EDIT: The sample string happens to use comma as a delimiter. I should have used the better name for sample string to avoid confusion. I updated the name. In this question I am trying to find the performance difference between using Java 8 streams and loops/collection methods.

Answer 1

Without tests it's impossible to tell, details internally can change of how one solutions of another acts, so the best way is to measure. It is know though that streams are a bit slower - they do have an infrastructure behind them...

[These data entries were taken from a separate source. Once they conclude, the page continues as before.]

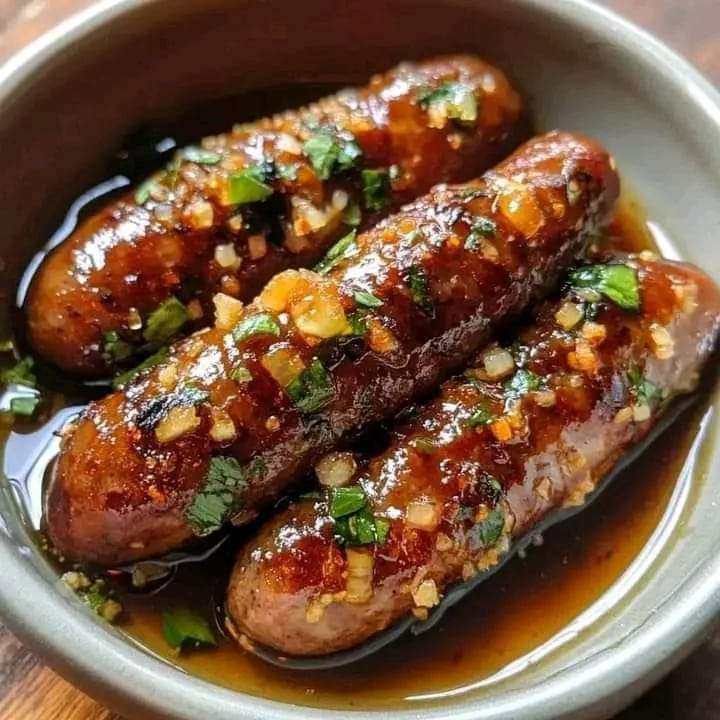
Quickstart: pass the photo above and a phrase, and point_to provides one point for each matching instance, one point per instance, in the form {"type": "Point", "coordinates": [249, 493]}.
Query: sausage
{"type": "Point", "coordinates": [239, 412]}
{"type": "Point", "coordinates": [528, 429]}
{"type": "Point", "coordinates": [267, 196]}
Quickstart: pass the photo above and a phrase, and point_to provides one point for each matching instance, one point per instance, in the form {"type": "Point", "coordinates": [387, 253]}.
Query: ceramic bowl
{"type": "Point", "coordinates": [67, 99]}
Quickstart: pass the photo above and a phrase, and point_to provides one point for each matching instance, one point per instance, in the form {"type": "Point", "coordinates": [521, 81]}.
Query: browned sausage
{"type": "Point", "coordinates": [240, 411]}
{"type": "Point", "coordinates": [267, 196]}
{"type": "Point", "coordinates": [530, 428]}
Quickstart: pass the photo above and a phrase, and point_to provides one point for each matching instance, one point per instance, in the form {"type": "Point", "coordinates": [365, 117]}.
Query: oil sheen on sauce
{"type": "Point", "coordinates": [508, 616]}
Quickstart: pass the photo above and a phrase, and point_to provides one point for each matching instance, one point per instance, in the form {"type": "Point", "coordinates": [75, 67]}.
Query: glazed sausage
{"type": "Point", "coordinates": [530, 428]}
{"type": "Point", "coordinates": [240, 411]}
{"type": "Point", "coordinates": [267, 196]}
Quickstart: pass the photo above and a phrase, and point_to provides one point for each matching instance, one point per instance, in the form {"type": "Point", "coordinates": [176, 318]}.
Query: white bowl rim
{"type": "Point", "coordinates": [127, 677]}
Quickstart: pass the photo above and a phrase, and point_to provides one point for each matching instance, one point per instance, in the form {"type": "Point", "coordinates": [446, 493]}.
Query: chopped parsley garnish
{"type": "Point", "coordinates": [376, 188]}
{"type": "Point", "coordinates": [248, 186]}
{"type": "Point", "coordinates": [94, 595]}
{"type": "Point", "coordinates": [142, 193]}
{"type": "Point", "coordinates": [355, 523]}
{"type": "Point", "coordinates": [367, 299]}
{"type": "Point", "coordinates": [482, 415]}
{"type": "Point", "coordinates": [185, 628]}
{"type": "Point", "coordinates": [425, 445]}
{"type": "Point", "coordinates": [419, 287]}
{"type": "Point", "coordinates": [644, 391]}
{"type": "Point", "coordinates": [454, 100]}
{"type": "Point", "coordinates": [116, 347]}
{"type": "Point", "coordinates": [241, 374]}
{"type": "Point", "coordinates": [486, 533]}
{"type": "Point", "coordinates": [521, 383]}
{"type": "Point", "coordinates": [361, 528]}
{"type": "Point", "coordinates": [312, 389]}
{"type": "Point", "coordinates": [124, 378]}
{"type": "Point", "coordinates": [618, 283]}
{"type": "Point", "coordinates": [20, 374]}
{"type": "Point", "coordinates": [259, 324]}
{"type": "Point", "coordinates": [346, 500]}
{"type": "Point", "coordinates": [352, 215]}
{"type": "Point", "coordinates": [159, 407]}
{"type": "Point", "coordinates": [165, 321]}
{"type": "Point", "coordinates": [330, 154]}
{"type": "Point", "coordinates": [199, 155]}
{"type": "Point", "coordinates": [24, 405]}
{"type": "Point", "coordinates": [342, 249]}
{"type": "Point", "coordinates": [221, 494]}
{"type": "Point", "coordinates": [483, 227]}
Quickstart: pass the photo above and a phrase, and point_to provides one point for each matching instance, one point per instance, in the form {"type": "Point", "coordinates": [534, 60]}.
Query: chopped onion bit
{"type": "Point", "coordinates": [336, 469]}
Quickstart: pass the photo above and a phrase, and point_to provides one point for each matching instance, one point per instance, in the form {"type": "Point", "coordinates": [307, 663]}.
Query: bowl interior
{"type": "Point", "coordinates": [67, 109]}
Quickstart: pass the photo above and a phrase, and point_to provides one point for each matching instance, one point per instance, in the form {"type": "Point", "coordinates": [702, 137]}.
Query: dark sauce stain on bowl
{"type": "Point", "coordinates": [511, 614]}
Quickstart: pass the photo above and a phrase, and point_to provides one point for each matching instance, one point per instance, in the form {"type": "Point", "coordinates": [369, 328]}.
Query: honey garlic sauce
{"type": "Point", "coordinates": [509, 615]}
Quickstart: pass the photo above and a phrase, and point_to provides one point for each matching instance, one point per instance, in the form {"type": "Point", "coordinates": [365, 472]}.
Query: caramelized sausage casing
{"type": "Point", "coordinates": [240, 411]}
{"type": "Point", "coordinates": [530, 428]}
{"type": "Point", "coordinates": [267, 196]}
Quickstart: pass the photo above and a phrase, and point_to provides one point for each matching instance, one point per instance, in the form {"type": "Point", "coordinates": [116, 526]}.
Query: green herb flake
{"type": "Point", "coordinates": [124, 378]}
{"type": "Point", "coordinates": [361, 528]}
{"type": "Point", "coordinates": [419, 287]}
{"type": "Point", "coordinates": [346, 500]}
{"type": "Point", "coordinates": [142, 193]}
{"type": "Point", "coordinates": [165, 321]}
{"type": "Point", "coordinates": [485, 534]}
{"type": "Point", "coordinates": [312, 389]}
{"type": "Point", "coordinates": [521, 383]}
{"type": "Point", "coordinates": [352, 215]}
{"type": "Point", "coordinates": [199, 155]}
{"type": "Point", "coordinates": [343, 248]}
{"type": "Point", "coordinates": [330, 154]}
{"type": "Point", "coordinates": [367, 299]}
{"type": "Point", "coordinates": [20, 374]}
{"type": "Point", "coordinates": [645, 391]}
{"type": "Point", "coordinates": [425, 445]}
{"type": "Point", "coordinates": [241, 374]}
{"type": "Point", "coordinates": [259, 324]}
{"type": "Point", "coordinates": [482, 415]}
{"type": "Point", "coordinates": [25, 406]}
{"type": "Point", "coordinates": [184, 628]}
{"type": "Point", "coordinates": [248, 186]}
{"type": "Point", "coordinates": [117, 348]}
{"type": "Point", "coordinates": [618, 283]}
{"type": "Point", "coordinates": [454, 100]}
{"type": "Point", "coordinates": [376, 189]}
{"type": "Point", "coordinates": [221, 495]}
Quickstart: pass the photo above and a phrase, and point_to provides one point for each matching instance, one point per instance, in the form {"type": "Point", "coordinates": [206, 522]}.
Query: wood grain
{"type": "Point", "coordinates": [31, 691]}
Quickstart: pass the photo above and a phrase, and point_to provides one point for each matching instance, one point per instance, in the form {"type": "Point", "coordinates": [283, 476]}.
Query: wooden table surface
{"type": "Point", "coordinates": [31, 691]}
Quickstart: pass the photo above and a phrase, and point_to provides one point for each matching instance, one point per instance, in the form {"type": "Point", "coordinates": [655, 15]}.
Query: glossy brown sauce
{"type": "Point", "coordinates": [509, 615]}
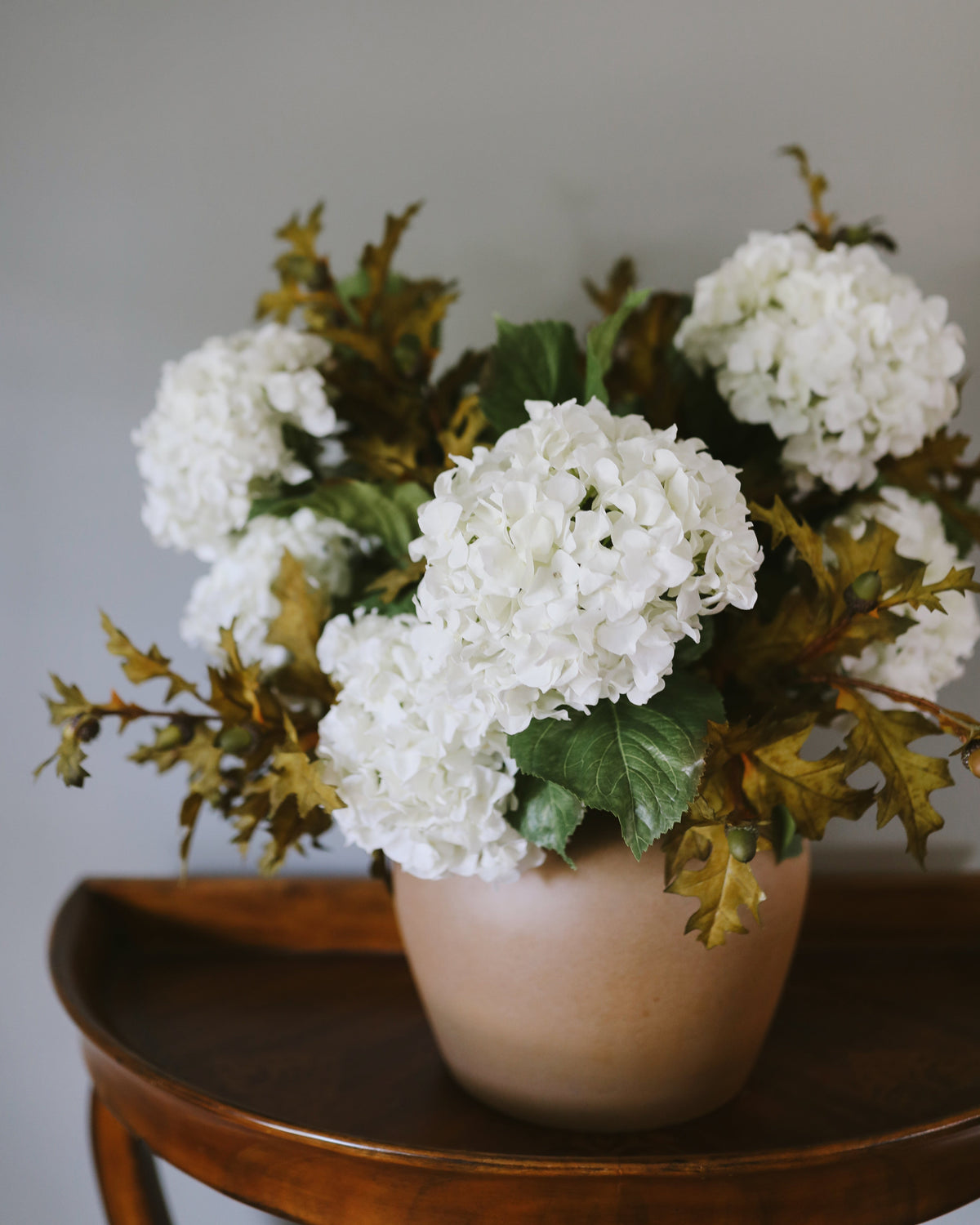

Here is a naive simple test (with little data):

@BenchmarkMode(Mode.AverageTime)
@OutputTimeUnit(TimeUnit.NANOSECONDS)
@Warmup(iterations = 5, time = 2, timeUnit = TimeUnit.SECONDS)
@Measurement(iterations = 5, time = 2, timeUnit = TimeUnit.SECONDS)
@State(Scope.Benchmark)
public class CSVParsing {
    public static void main(String[] args) throws RunnerException {
        Options opt = new OptionsBuilder().include(CSVParsing.class.getSimpleName())
                .jvmArgs("-ea")
                .shouldFailOnError(true)
                .build();
        new Runner(opt).run();
    }

    @Param(value = { "a,e, b,c,d",
            "a,b,c,d, a,b,c,da,b,c,da,b,c,da,b,c,da,b,c,da,b,c,da,b,c,da,b,c,d, e",
            "r, m, n, t,r, m, n, tr, m, n, tr, m, n, tr, m, n, tr, m, n, tr, m, n, tr, m, n, t, e" })
    String csv;

    @Fork(1)
    @Benchmark
    public boolean containsSimple() {
        return Arrays.asList(csv.split(",")).contains("e");
    }

    @Fork(1)
    @Benchmark
    public boolean containsStream() {
        return Arrays.asList(csv.split(",")).stream().filter(e -> e.equals("e")).findFirst().isPresent();
    }

    @Fork(1)
    @Benchmark
    public boolean containsStreamParallel() {
        return Arrays.asList(csv.split(",")).stream().filter(e -> e.equals("e")).findFirst().isPresent();
    }
}

Even if you don't understand the code the results are simple numbers that you can compare:

 CSVParsing.containsSimple   (first Parameter)    181.201 ±   5.390
 CSVParsing.containsStream                        255.851 ±   5.598
 CSVParsing.containsStreamParallel                295.296 ±  57.800

I am not going to show the rest of the results (for other parameters) since they are in the same range.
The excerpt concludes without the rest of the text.